I mentioned a Bellonia 10-inch columbiad donated to the South Carolina Military Museum in that earlier post. Recently another of the cannons, this one a Tredegar columbiad of the same caliber, showed up in the news. Earlier this month, WMBF News of Myrtle Beach, South Carolina ran a story about cannons found in recent years, featuring both the Philadelphia cannons and relics from the CSS Pee Dee. Regarding the columbiads, the article notes:
Mr. Rufus Perdue was fishing for grouper off the coast of McClennanville when he discovered the sunken USS Philadelphia. The ship sank under the weight of cannons decommissioned from Charleston after the Civil War, being transported north.
“This is one of about 25 cannons,” Perdue said. “They were shipped out of Charleston at the end of Reconstruction.”
Mr. Perdue unearthed those cannons, which he now proudly displays outside his Murrells Inlet home.
I can’t embed the video from the article here, but please give it a look. I mean really take a look at around the 1:34 mark:
The four digit number on the muzzle stands out in white. Is that 1676? 1678? 1873? Any of those numbers match the Tredegar Gun Book entries for 10-inch columbiads.

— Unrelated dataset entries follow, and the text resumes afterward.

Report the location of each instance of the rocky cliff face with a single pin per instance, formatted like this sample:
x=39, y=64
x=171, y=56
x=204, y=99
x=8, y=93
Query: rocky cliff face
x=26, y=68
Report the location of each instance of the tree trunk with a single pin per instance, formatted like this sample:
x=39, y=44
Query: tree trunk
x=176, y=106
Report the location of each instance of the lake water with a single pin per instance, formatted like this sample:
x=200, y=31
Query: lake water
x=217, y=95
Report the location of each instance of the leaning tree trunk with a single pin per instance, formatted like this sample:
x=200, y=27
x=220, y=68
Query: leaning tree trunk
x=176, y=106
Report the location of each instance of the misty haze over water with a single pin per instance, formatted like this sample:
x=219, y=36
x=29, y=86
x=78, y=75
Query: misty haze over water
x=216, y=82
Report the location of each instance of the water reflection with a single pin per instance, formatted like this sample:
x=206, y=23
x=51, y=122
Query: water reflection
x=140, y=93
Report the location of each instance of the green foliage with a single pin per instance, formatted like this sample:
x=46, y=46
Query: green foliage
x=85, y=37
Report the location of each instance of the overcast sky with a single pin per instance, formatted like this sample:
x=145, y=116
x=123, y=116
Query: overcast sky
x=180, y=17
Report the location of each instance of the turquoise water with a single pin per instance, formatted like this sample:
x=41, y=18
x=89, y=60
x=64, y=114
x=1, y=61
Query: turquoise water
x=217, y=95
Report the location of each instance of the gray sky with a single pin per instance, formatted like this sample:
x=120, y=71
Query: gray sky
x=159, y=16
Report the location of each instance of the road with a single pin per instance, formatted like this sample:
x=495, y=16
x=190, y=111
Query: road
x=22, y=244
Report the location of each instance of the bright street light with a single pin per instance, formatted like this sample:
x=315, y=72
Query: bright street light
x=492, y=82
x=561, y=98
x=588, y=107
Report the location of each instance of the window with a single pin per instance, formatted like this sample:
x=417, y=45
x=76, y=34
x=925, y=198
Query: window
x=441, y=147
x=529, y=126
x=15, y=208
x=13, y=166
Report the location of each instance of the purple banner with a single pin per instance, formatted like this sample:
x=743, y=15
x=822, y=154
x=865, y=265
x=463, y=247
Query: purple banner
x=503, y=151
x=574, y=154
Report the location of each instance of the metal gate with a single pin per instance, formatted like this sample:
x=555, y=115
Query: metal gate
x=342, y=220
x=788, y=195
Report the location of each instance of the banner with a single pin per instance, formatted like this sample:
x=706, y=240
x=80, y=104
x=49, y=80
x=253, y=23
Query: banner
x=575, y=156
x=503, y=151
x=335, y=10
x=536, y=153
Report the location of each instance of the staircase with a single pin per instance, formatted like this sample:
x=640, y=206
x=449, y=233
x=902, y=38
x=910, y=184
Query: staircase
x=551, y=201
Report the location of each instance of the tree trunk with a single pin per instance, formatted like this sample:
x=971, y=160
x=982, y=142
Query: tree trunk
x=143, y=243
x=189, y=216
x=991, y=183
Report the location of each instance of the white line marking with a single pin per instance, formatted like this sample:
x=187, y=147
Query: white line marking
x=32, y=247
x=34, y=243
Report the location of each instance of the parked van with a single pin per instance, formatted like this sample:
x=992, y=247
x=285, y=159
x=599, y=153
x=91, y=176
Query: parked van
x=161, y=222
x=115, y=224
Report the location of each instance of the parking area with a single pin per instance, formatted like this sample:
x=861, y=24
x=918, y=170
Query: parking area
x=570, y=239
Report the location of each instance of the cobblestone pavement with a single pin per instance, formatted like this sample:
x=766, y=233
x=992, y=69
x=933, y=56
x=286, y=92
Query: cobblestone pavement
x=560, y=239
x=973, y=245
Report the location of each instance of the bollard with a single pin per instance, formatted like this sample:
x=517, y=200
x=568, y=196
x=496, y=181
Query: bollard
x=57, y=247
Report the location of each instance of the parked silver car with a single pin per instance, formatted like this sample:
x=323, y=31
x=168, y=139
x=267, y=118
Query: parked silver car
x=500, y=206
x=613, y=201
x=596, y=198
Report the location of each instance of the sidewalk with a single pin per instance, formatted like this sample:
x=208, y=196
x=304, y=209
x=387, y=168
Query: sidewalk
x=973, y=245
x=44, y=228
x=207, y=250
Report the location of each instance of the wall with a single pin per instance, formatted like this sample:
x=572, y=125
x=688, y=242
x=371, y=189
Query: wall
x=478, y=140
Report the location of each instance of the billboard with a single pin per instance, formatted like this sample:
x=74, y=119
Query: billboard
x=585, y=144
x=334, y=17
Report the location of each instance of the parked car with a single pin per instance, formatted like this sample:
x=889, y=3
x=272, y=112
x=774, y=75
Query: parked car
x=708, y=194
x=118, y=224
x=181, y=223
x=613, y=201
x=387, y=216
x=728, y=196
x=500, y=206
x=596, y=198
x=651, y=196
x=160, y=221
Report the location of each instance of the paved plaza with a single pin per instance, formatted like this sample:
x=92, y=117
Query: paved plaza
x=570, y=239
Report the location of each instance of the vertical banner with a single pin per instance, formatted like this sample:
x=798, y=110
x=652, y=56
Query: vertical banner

The first two are of interest to the discussion of Charleston’s defenses in March 1863.
Foundry numbers 1676 and 1678 appear on a receipt list from November 1862. According to the receipt, number 1676 was sent to Cumberland Gap (yes, up in the mountains).
I’ll have to research a bit to determine if the gun ever got there, and if not where it was redirected.
But number 1678, paired with 1681, were bound for Charleston.
Keep in mind this table from the Charleston board, which shows three 10-inch columbiads delivered to the First Military District in November of that year.
The J.R. Anderson receipt accounts for all three of the November columbiads – number 1672 delivered by the foundry on November 5 along with the two mentioned above. The receipt also accounts for 10-inch columbiad number 1687 delivered at Richmond in the last days of the month, the forwarded to Charleston in December.
But… if the number is 1873, then it was cast in July 1863 and was a later arrival at Charleston. Either way, the recovered columbiad was likely a participant in the long siege of Charleston.